The use of euphemistic language to conceal war crimes is sadly nothing new, but Donald Trump’s attempt to pitch ethnic cleansing as a can’t-miss real-estate deal is a new low. During a joint press conference with Israeli prime minister Benjamin Netanyahu in early February, Trump proposed relocating Gaza’s population to clear the way for a U.S.-led development project that would turn the decimated strip into “the Riviera of the Middle East.” Netanyahu and other Israeli officials, for their part, seem to view Trump’s idea and his presidency in general as an opportunity for “total victory” in the region, including not just the depopulation of Gaza, but also partnered strikes against Iran and the annexation of the West Bank.
In laying out his obscene vision, Trump acknowledged the scope of the destruction in Gaza in a way the Biden administration would not: “It’s right now a demolition site,” he said. “Virtually every building is down.

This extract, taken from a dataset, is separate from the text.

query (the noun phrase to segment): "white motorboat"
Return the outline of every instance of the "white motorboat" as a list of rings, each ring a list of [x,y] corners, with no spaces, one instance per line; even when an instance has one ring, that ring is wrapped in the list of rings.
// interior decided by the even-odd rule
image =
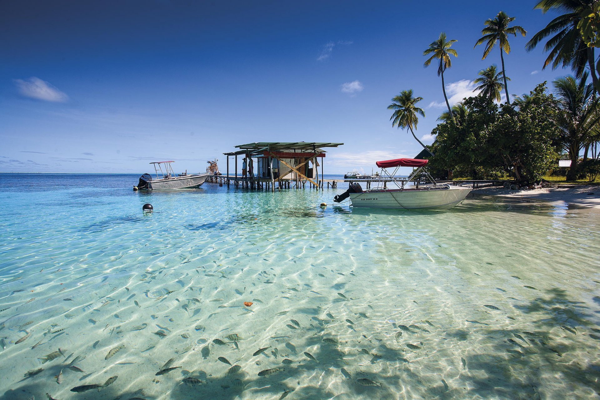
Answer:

They’re living under fallen concrete.” This amounted to an implicit acknowledgment that the goal of the war was never, as stated, to simply incapacitate Hamas so that an attack like October 7 could not be repeated; it was to make Gaza uninhabitable and force all of its surviving residents to leave. By conservative estimates, more than forty-seven thousand Palestinians—a majority of them women and children—are dead, and around 70 percent of the buildings, including 92 percent of housing units, have been destroyed. This has left about 1.9 million of 2.1 million Gazans displaced.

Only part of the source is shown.